No – Street food should not be banned:
- Street food is satisfying the hunger of many common people. Food in most restaurants is not affordable to many. For many middle-class people, eating at street food carts is very cheap and convenient.
- Lakhs of street vendors are making a living by preparing and selling street food.
- There is no long process to start a street food cart and earn for living. It’s very easy for anyone to start selling street food. Many street vendors cannot afford a shop to start their business. If street food is banned, the unemployment problem will be even worse. And the Indian government is not in a position to give alternate employment opportunities to all the street food vendors. Street food business is the easiest business to start with low investment. Small scale businesses are very helpful for the economy too.

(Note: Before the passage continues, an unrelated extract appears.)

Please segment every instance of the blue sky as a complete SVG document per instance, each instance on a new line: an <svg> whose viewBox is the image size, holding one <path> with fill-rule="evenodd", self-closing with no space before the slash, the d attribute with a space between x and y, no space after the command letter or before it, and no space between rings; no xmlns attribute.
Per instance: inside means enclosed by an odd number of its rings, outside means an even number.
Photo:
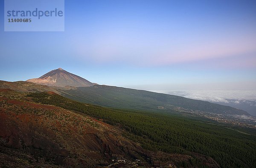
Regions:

- Banning street food may eliminate some distinct cultural foods, that are now available only as street food.
- If there is no street food, restaurants in some localities may tie up to charge more for the dishes because people will have no other option.

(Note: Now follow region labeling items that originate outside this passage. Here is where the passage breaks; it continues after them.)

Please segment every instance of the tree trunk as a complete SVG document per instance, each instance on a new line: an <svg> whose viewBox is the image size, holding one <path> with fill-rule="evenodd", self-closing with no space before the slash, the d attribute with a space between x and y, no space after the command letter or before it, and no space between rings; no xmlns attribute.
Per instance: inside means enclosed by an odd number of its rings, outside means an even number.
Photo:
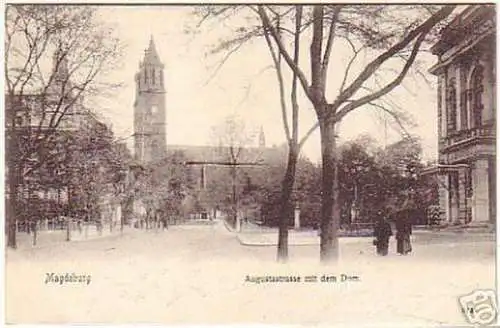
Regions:
<svg viewBox="0 0 500 328"><path fill-rule="evenodd" d="M14 103L10 103L10 108L14 108ZM17 131L15 130L15 116L12 114L13 110L7 111L10 117L11 131L10 136L7 136L8 140L8 153L6 154L8 163L8 179L9 179L9 198L7 200L7 218L5 223L7 225L7 246L13 249L17 248L17 216L18 216L18 205L17 205L17 193L19 188L19 178L20 178L20 168L19 161L16 158L18 153L17 149Z"/></svg>
<svg viewBox="0 0 500 328"><path fill-rule="evenodd" d="M278 262L288 261L288 225L292 218L292 190L295 183L295 171L297 167L297 151L290 149L288 152L288 163L281 189L281 213L278 235Z"/></svg>
<svg viewBox="0 0 500 328"><path fill-rule="evenodd" d="M339 257L339 209L336 135L333 122L320 122L322 151L320 260L336 262Z"/></svg>
<svg viewBox="0 0 500 328"><path fill-rule="evenodd" d="M33 225L33 246L36 246L36 239L38 235L38 221Z"/></svg>

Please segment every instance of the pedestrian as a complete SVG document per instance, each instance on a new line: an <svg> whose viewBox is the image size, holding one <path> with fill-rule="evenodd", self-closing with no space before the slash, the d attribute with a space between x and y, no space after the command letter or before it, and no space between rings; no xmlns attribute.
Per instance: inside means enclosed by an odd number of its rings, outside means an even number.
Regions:
<svg viewBox="0 0 500 328"><path fill-rule="evenodd" d="M377 221L373 229L375 237L373 243L377 247L377 254L386 256L389 253L389 239L392 236L392 228L385 211L380 210L377 214Z"/></svg>

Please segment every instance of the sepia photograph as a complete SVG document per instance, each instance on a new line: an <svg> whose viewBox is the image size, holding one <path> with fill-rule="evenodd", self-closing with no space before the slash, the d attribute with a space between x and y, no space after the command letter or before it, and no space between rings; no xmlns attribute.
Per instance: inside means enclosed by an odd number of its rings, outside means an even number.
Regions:
<svg viewBox="0 0 500 328"><path fill-rule="evenodd" d="M4 324L497 324L495 3L3 9Z"/></svg>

- These days people are more cautious about health and hygiene, so people will choose to eat at carts where food is prepared in a hygiene way. Hence there is no need to worry because unhygienic street food carts will automatically be eliminated due to no demand.
- If street food is banned, local talents will be neglected. Innovation and creativity will only be in the hands of big restaurants.
- Not all street foods are junk foods. Some street food carts sell healthy food like sprouts, carrot juices etc.
- There is no guarantee of hygiene at restaurants’ kitchens. Food checks are not conducted regularly in general.
- Street Vendors (Protection of Livelihood and Regulation of Street Vending) Act, 2014 is brought to regulate street vendors and to protect their rights. But this bill has several legal ambiguities.
- ‘National Association of Street Vendors of India (NASVI)‘ was formed in 1998 to protect the rights of street vendors.
Banning street food entirely is not at all possible and not needed, especially in India where lakhs of people are eating street food daily. But there is a need to regulate the street food industry. A few things like gloves and hair caps should be made compulsory. Sudden hygienic checks must be conducted. Strict rules must be implemented to avoid the congestion of roads.